The waters below gleamed dark and deep.

He took hold of the glowing things, slipped the chain over his head, and let the moonstones dangle in space. Perhaps it was time, now that he was ready to begin a new life…

Not yet.

The voice was regretful, sad, and utterly compelling.

He sighed, hung the chain around his neck again, and went off to find the stablemaster. He had quite forgotten to take a drink of water.

==========

Maudrayne was gowned in her favorite emerald-green, wearing her opals and a little matching tiara that Sernin had given her as a homecoming gift. When the Lord Constable invited her to walk with him on the shining black-marble esplanade beside the river, she readily agreed. It had been overwarm inside the great hall. Most of the visiting sealords and other high-status palace denizens were still in there with Sernin and his lady, drinking vast quantities of mead and spirits, not quite celebrating and not quite mourning her recantation and her agreement to what they thought was Conrig’s proposal.

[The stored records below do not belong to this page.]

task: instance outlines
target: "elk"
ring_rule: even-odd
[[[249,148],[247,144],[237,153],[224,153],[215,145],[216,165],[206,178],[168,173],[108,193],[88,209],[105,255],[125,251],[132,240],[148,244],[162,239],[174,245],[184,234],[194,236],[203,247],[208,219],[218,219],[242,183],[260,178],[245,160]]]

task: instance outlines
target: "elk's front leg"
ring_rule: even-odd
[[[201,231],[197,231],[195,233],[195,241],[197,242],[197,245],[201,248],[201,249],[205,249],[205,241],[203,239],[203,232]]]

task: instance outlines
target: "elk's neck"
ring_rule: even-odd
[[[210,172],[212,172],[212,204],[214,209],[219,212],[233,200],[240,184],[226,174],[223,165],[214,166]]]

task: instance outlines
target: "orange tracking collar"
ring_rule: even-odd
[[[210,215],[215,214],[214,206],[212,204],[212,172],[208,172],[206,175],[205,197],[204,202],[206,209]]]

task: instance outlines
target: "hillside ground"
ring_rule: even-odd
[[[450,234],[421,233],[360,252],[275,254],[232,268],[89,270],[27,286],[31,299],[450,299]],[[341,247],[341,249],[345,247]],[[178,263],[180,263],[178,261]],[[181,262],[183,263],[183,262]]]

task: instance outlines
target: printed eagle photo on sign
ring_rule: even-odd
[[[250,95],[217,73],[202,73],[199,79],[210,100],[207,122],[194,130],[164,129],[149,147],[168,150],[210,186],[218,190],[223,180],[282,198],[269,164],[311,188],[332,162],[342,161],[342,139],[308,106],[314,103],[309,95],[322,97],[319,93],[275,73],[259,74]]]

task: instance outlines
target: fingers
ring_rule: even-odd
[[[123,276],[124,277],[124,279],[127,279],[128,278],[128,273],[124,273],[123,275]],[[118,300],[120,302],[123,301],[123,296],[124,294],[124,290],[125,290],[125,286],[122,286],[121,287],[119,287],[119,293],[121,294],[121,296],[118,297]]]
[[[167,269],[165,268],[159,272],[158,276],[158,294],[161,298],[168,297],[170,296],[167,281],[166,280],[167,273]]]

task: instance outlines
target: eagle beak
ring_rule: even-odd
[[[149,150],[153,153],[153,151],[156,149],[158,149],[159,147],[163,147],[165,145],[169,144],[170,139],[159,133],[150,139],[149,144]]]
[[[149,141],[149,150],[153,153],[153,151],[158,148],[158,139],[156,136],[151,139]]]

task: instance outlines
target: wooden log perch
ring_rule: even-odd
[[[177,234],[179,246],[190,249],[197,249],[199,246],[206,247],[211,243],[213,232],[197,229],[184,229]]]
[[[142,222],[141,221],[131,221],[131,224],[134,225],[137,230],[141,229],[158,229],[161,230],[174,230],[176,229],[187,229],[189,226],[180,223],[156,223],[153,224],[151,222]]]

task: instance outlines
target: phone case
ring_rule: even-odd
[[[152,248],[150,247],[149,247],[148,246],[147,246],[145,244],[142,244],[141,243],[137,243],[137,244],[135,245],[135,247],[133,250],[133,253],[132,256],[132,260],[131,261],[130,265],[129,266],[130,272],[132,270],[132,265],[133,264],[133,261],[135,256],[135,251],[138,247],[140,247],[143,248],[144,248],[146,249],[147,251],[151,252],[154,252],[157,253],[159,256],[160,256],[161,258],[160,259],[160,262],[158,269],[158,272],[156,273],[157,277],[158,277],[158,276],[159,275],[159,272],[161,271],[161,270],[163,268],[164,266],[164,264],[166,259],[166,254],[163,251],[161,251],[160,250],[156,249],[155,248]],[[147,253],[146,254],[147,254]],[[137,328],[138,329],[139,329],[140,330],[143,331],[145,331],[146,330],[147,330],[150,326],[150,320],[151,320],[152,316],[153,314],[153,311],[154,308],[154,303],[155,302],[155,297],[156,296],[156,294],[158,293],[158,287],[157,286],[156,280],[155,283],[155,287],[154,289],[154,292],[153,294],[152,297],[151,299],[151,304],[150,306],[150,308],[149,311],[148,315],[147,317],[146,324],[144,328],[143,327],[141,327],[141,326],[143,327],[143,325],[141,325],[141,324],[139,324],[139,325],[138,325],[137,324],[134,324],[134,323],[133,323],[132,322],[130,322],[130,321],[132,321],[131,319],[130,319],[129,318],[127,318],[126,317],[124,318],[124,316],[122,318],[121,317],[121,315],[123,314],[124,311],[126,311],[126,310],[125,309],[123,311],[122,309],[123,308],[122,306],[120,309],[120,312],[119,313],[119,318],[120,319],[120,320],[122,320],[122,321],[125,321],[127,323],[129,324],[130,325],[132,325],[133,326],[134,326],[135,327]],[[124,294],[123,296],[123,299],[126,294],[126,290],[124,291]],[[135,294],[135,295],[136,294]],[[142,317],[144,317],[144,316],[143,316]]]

“It’s blessedly cool out here, isn’t it?” Tinnis said to her. “And quiet as well, with no one about.

Would you like to take a short stroll to the docks and cast an eye over my ship? It would please me to show you the fine accommodation the carpenters have wrought for Prince Dyfrig.”

“I don’t fancy a tuppence tour given by groveling officers,” she said shortly.

He only laughed. “They’re all ashore, as are most of the rest of the crew. Come, a little air will lift your spirits.”